6 aylık vergi ertelemesi kimleri kapsıyor?
Koronavirüsün ekonomiye etkisini azaltmak için ‘Ekonomik İstikrar Kalkanı’ çerçevesinde açıklanan 6 ay vergi ertelemesiyle ilgili Yeminli Mali Müşavir İlyas Emre Yayla da en çok merak edilen soruları yanıtladı.
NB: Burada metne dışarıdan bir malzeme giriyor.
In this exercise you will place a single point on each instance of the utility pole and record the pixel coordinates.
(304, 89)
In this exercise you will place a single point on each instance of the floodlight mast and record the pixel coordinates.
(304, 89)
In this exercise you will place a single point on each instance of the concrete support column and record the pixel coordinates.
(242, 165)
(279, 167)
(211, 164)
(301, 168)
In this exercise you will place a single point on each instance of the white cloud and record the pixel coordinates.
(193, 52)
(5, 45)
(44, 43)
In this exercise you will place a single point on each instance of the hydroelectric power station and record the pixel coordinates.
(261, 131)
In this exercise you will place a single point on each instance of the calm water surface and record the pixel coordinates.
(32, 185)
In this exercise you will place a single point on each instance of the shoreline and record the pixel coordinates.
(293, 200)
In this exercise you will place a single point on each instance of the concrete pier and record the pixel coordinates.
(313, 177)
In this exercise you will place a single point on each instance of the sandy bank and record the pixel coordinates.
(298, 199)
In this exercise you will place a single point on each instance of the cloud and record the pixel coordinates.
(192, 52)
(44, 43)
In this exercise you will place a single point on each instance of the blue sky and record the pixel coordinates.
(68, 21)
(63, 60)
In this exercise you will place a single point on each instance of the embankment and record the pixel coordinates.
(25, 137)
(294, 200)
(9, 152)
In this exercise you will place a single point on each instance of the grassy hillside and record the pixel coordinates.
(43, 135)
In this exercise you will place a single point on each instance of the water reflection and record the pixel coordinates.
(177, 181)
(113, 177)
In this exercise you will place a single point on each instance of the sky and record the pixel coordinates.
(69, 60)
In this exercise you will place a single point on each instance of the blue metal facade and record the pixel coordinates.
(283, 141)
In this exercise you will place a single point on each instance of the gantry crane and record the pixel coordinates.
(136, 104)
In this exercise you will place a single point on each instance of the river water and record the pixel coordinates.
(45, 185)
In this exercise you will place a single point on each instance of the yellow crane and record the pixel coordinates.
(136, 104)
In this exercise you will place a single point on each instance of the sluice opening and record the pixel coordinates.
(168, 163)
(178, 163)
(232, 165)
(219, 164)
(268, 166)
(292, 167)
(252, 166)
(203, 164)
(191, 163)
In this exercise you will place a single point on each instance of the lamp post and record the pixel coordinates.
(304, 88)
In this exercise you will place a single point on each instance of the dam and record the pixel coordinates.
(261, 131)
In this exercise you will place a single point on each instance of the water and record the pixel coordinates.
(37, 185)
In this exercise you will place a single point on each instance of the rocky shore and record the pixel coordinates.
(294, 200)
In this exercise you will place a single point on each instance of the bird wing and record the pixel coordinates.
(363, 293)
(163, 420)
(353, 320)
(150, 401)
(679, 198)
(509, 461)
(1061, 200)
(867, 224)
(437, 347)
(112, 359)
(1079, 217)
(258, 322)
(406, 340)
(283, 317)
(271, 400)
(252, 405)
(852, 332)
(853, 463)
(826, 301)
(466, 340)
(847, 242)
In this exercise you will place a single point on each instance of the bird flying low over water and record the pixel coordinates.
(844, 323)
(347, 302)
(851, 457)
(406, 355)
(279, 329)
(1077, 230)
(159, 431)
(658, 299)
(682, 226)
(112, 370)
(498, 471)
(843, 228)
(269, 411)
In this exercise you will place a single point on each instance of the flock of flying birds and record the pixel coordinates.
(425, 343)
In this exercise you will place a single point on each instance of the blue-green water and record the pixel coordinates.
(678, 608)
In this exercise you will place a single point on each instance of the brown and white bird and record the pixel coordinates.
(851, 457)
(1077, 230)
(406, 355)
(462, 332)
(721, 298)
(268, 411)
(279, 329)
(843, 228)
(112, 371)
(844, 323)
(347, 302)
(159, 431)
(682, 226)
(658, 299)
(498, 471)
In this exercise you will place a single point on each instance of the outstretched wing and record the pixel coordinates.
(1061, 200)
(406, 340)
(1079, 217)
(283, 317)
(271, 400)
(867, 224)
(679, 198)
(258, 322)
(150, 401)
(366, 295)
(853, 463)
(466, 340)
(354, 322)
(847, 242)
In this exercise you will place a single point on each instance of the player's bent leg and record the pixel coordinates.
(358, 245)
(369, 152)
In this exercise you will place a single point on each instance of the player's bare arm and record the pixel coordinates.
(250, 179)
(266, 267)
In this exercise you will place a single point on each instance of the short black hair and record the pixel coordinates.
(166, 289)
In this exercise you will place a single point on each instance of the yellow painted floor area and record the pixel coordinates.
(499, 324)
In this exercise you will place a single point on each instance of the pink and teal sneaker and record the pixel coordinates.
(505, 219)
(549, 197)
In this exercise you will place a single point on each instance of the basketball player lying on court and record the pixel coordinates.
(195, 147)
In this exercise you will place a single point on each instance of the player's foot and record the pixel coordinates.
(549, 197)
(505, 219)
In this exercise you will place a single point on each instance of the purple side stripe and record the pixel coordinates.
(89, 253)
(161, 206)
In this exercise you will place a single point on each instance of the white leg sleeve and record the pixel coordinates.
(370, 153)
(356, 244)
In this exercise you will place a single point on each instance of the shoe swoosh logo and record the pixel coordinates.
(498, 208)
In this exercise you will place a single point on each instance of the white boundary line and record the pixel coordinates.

Dünyayı kasıp kavuran koronavirüs salgının Türk ekonomisine etkisini azaltmak adına hükümet destek paketlerinin kapsamını genişleterek vergi ertelemesinden yararlanacak 16 sektörü belirlemişti. Aralarında çiftçi, terzi, manav, avukat gibi 1.9 milyon gelir vergisi mükellefi de ertelemeden yararlanacak. Beyannameler 27 Temmuz’da verilecek, vergi ödemeleri ise ekim, kasım ve aralık aylarının son haftası yapılabilecek. Mazars Denge Ankara Vergi Ortağı Yeminli Mali Müşavir İlyas Emre Yayla en çok sorulan soruları yanıtladı.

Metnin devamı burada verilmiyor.